Re: stone soup ingredient list, what bands and modes are usable

Gordon Gibby <ggibby@...>

I simply disagree. 

It’s all in how you look at it.  All of us have problems,  you can look at people and equipment as either half full or half empty.    Disparaging either has a bad effect.  

Apparently the advertisements neglected to point out the radio can switch frequencies and bands five times per second allowing  high speed automatic link establishment.   My expensive Icom 718 must then be “garbage”—- it simply can’t do that!    

It’s all in how you look at things.   But harshly criticizing efforts of other people does not bespeak us well.   

Free advice on how to enjoy life more fully, live longer & and avoid many conditions!

Worth all that I charged for it 



On Sep 4, 2018, at 06:45, Warren Allgyer <allgyer@...> wrote:


My characterization of the uBitx as "garbage" is a term of art, not science.
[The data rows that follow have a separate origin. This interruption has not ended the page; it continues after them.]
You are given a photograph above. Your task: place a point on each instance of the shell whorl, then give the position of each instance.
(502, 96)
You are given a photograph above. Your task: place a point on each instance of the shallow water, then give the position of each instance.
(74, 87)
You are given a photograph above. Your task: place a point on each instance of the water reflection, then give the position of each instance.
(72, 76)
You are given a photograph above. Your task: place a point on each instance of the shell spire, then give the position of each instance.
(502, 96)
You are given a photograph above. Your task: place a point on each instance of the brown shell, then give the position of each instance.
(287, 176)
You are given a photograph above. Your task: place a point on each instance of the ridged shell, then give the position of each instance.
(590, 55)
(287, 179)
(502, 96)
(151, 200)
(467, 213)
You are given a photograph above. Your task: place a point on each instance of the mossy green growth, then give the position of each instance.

However, when a commercial radio is advertised as "Build the µBITX transceiver in an evening. A general coverage, 10 watts HF SSB/CW transceiver kit  with features you NEED for operating ease, convenience and versatility. It works from 3 MHz to 30 MHz, with up to 10 watts on SSB and CW, with a very sensitive receiver." it would be reasonable for operators like Joe to assume they would have a compliant radio on the air after an evening's work. This is simply untrue.

"The front-end diode mixer followed by a Hayward/Kopski TIA makes this a crisp receiver that doesn’t overload easily." Simply untrue. Using this receiver 3 miles away from a 1450 KHz AM broadcast transmitter is impossible through 20 meters due to overload. No other radio I own, including homebrew SDRs has this issue.
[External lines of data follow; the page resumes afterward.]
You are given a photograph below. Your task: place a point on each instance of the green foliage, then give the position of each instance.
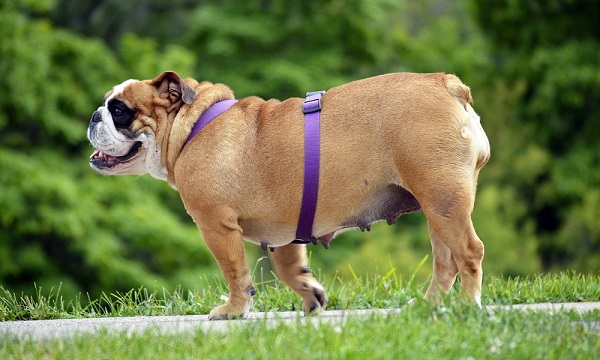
(60, 222)
(417, 333)
(387, 291)
(550, 50)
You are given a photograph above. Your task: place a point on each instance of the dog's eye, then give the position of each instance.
(122, 115)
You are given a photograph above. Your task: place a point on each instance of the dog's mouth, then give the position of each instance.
(101, 160)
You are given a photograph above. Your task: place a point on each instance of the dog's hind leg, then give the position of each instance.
(453, 230)
(445, 269)
(291, 266)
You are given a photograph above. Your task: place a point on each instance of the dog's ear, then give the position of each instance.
(171, 84)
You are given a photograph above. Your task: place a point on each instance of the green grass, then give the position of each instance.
(387, 291)
(455, 330)
(419, 332)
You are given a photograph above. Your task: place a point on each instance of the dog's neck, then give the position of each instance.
(187, 117)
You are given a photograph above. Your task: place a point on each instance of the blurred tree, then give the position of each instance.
(550, 51)
(60, 222)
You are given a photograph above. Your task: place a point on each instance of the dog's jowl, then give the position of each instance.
(384, 146)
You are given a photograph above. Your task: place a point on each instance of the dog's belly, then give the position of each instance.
(386, 203)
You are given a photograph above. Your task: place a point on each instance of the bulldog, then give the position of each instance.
(389, 145)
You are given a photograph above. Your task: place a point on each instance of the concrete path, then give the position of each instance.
(66, 329)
"10 watts of low distortion SSB provides you with enough juice to have thousands of contacts on all HF bands." Again, simply untrue. Unacceptable levels of SSB distortion begin at less than 2 watts and result in adjacent channel splatter at any level above that.

I am not bashing. As a basis for experimentation and improvement the uBitx is a treasure. As the basis for a rig to be connected up in one evening and put on the air, it is indeed "garbage".